Young children who ingest excessive amounts of fluoride can develop teeth with dental fluorosis. Fluorosis is a defect in the tooth enamel that causes discoloration and increased porosity. Approximately 32 percent of American children have some form of fluorosis, according to the Centers for Disease Control and Prevention. Fixing and preventing fluorosis can be relatively simple.
Things You'll Need
- Tooth-whitening treatment (optional)
- Tooth-restoration treatment (optional)
What to Consider with Fluorosis
Look for signs of dental fluorosis. Although mild cases may produce no visible signs on your child’s teeth, moderate to severe fluorosis causes white lines, streaks or spots, as well as pitting of the teeth, misshapen enamel and brown, black or gray spots.

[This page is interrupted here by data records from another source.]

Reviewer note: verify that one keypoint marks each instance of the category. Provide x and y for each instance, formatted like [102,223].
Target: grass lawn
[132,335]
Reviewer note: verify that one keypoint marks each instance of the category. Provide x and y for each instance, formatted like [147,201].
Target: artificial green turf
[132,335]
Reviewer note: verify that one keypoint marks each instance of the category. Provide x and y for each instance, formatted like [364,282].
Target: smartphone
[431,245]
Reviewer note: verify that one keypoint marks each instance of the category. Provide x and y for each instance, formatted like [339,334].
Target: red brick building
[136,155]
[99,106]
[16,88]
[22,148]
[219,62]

Visit your dentist for a diagnosis. Your dentist will take x-rays and examine your child’s teeth and gums to rule out other dental conditions and defects that may look like fluorosis. Your dentist will need to know your child’s exposure to fluoride, including toothpaste containing fluoride, fluoridated water consumption and fluoride supplements. If your dentist diagnoses your child with fluorosis, he may suggest cosmetic treatments, depending on the severity.

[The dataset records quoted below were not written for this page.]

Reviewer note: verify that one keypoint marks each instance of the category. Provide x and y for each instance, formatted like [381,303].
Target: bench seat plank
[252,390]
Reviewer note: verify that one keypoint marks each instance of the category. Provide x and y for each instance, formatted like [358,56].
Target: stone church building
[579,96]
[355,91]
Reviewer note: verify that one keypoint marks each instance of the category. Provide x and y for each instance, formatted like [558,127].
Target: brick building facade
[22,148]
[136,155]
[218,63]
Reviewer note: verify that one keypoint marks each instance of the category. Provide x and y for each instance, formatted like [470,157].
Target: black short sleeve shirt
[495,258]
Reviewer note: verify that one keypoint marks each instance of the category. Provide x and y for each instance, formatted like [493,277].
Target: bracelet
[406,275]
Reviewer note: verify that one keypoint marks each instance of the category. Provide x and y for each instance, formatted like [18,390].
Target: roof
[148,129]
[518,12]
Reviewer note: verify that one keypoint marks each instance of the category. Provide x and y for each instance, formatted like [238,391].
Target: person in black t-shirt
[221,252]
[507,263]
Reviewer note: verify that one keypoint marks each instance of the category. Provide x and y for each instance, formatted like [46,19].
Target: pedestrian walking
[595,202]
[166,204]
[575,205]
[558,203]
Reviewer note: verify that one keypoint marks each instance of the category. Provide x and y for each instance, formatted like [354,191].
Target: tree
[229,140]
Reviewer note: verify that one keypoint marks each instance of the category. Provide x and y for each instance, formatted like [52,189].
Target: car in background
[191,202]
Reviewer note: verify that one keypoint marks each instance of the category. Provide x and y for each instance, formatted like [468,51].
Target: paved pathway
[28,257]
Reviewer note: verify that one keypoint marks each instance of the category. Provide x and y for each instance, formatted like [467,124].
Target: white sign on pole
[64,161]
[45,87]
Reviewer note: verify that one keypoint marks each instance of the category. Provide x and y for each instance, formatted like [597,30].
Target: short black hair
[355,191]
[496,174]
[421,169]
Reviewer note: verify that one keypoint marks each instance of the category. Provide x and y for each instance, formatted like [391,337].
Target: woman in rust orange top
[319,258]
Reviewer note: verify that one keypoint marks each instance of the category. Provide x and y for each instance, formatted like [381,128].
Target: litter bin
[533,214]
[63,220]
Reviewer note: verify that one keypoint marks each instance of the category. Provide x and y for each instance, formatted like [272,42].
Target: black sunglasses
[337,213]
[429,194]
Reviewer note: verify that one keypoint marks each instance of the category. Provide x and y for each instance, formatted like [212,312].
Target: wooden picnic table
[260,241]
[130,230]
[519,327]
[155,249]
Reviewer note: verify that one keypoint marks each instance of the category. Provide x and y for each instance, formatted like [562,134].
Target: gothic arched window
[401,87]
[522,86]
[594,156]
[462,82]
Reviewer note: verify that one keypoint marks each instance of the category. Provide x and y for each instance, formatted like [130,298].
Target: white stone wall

Get teeth-whitening treatments. Although many cases of dental fluorosis are mild enough to not require treatment, tooth whitening may be an option, to remove stains on the enamel of the front teeth.

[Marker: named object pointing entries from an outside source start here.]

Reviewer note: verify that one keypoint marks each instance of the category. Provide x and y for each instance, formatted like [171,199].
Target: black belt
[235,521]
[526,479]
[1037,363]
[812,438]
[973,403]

Consider tooth restorations for severe cases of fluorosis. Your dentist may recommend bonding, crowns or veneers, if whitening is not enough to correct the affects of fluorosis.
Heed prevention measures. Be aware of your child’s fluoride intake, especially while he is under the age of 6. Make sure your child uses only a pea-sized amount of toothpaste and spits instead of swallowing after brushing his teeth. Have your dentist or local health department check your water for fluoride levels before allowing your child to take fluoride supplements.